The Great Barrier Reef was designated as a World Heritage Site in 1975, when it was identified by UNESCO as "of Universal Value to Humanity”. The Great Barrier Reef Marine Park Authority was established in 1975, with its primary goal being to protect the Reef.

9. Sea walls

Coral reefs fringe many tropical coastlines, providing an important first line of defence against powerful tropical storms and weather systems, absorbing the brunt of the ocean’s energy.

10. Cool customers

Some deep-water corals can survive without photosynthesis in near or complete darkness; these species are generally very slow- growing and fragile.

What has happened to the world's coral?

In 2016 reefs around the world the size of city blocks died.
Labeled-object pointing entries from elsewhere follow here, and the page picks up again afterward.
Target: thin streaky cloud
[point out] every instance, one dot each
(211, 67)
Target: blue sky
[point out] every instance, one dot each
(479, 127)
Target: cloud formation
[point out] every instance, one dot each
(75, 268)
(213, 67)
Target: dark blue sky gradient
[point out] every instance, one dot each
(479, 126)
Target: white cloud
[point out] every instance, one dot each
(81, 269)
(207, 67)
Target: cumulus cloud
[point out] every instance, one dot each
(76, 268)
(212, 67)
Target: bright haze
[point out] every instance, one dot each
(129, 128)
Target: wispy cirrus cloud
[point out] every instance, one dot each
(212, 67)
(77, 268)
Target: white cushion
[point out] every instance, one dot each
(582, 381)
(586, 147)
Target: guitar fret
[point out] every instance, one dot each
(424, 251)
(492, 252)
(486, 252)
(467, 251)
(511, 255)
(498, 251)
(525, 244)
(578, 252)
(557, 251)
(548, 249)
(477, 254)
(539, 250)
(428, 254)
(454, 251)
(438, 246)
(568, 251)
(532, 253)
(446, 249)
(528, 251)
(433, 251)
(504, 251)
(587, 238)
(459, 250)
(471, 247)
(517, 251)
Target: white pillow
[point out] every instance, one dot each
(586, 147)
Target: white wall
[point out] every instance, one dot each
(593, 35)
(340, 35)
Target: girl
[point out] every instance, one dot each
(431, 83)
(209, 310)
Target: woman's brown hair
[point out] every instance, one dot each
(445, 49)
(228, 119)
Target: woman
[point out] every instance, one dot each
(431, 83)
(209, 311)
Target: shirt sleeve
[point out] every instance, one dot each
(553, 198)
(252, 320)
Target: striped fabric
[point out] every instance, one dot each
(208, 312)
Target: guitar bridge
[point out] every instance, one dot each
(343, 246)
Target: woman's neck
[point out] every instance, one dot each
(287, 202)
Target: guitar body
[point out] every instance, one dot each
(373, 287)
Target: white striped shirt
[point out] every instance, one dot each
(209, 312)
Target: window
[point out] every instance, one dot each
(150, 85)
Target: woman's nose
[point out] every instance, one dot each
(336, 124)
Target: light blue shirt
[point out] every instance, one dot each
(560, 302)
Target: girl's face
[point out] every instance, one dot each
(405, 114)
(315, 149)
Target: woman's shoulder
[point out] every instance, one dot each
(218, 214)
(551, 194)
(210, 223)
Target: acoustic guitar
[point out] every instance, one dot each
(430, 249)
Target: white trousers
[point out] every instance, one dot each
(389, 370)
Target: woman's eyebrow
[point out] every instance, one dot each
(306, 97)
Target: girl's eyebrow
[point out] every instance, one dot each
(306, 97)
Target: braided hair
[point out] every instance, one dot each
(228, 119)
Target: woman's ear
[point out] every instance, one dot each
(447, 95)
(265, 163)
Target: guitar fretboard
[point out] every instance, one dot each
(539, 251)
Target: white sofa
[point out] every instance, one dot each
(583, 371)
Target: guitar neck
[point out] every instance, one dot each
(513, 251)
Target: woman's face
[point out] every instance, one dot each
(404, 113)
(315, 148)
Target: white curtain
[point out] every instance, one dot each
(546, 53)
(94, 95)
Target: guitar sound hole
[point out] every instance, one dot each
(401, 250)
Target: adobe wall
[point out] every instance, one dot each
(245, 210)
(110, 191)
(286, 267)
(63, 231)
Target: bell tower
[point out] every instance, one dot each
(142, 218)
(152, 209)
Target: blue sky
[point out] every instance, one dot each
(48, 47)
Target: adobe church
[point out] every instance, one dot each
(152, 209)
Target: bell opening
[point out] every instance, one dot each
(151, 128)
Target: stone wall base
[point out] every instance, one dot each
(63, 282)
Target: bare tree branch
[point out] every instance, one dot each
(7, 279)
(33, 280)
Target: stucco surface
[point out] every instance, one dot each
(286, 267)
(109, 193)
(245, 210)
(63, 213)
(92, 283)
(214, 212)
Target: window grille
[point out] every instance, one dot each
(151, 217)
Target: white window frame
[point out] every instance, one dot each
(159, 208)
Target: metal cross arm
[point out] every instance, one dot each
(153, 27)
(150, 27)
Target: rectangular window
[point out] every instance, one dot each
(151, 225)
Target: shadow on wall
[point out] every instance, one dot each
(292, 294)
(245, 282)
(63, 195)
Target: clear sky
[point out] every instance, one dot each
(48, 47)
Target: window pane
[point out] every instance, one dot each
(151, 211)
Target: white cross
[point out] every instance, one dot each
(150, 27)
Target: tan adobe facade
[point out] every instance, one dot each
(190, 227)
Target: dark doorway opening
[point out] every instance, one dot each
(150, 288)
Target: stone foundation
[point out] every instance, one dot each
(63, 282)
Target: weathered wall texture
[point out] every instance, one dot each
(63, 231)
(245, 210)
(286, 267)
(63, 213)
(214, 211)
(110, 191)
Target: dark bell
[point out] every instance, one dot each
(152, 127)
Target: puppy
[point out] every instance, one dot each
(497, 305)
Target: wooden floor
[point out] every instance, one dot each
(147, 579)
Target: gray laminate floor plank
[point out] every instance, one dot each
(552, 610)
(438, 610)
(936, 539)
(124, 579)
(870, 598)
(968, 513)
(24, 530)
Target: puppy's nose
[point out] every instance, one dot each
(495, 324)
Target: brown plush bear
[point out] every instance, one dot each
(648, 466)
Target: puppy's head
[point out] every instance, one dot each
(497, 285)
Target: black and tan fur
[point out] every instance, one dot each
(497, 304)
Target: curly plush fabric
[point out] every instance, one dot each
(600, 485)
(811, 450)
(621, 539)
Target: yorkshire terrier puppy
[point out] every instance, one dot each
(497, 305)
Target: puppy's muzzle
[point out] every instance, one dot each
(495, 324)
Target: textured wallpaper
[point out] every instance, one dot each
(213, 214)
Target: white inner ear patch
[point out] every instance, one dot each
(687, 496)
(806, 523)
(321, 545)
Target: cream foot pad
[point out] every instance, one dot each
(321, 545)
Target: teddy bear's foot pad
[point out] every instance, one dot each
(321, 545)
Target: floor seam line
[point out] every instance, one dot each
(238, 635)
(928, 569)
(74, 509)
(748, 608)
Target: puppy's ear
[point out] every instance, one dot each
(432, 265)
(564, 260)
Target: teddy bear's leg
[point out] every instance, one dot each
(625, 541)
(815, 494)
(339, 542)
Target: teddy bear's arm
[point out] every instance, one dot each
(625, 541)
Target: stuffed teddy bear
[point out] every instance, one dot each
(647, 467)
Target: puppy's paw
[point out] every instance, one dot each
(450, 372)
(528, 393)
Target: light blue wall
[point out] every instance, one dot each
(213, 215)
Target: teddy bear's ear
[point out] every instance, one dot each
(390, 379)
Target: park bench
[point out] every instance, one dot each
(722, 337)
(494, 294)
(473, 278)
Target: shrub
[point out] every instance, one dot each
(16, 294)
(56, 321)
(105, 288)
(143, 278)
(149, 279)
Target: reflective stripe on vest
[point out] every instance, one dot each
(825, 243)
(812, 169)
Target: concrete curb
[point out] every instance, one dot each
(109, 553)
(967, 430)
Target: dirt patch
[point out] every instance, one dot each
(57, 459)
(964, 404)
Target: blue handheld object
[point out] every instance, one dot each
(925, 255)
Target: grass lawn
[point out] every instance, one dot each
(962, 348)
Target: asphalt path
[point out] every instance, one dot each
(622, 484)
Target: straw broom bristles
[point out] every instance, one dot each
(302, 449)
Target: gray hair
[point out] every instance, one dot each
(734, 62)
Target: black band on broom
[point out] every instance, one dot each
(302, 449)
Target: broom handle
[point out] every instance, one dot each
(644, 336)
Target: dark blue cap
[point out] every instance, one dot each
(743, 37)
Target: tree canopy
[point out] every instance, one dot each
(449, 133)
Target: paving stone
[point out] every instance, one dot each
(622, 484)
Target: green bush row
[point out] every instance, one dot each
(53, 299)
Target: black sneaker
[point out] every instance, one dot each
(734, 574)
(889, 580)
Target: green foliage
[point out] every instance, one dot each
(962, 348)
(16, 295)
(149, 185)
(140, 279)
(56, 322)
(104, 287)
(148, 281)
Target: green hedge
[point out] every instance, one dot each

Here we explore why.

The Terrible Truth

Scientists predict that we will lose 90 percent of coral reefs globally by the year 2050, due to global warming – even if we achieve the Paris Agreement targets.

In the last 30 years, we've lost 50 percent of corals globally.

Fifty percent of the Great Barrier Reef has died in the last two years alone, due to coral bleaching – in a trend mirrored by coral reefs around the world.

According to UNESCO, by 2050 warming will exceed the ability of coral reefs to survive at most World Heritage sites around the world.

The twin threats to coral reefs are coral bleaching, and ocean acidification - both are ultimately linked to anthropogenic (human-induced) high CO2 levels in the Earth’s atmosphere.

Reef death will affect the 0.5 billion people around the world who depend on reef fisheries for food (Climate Council of Australia).

According to Professor Charlie Veron, losing the world’s coral reefs would cause the mass extinction of one quarter of all marine species.

Hope for the future

However, reefs are resilient and even with the forecast loss, it is possible for them to re-seed by spawning, if we give them the right conditions they can grow in.

The only way to preserve reefs for the future is to act on climate by curbing global CO2 emissions and stabilising it.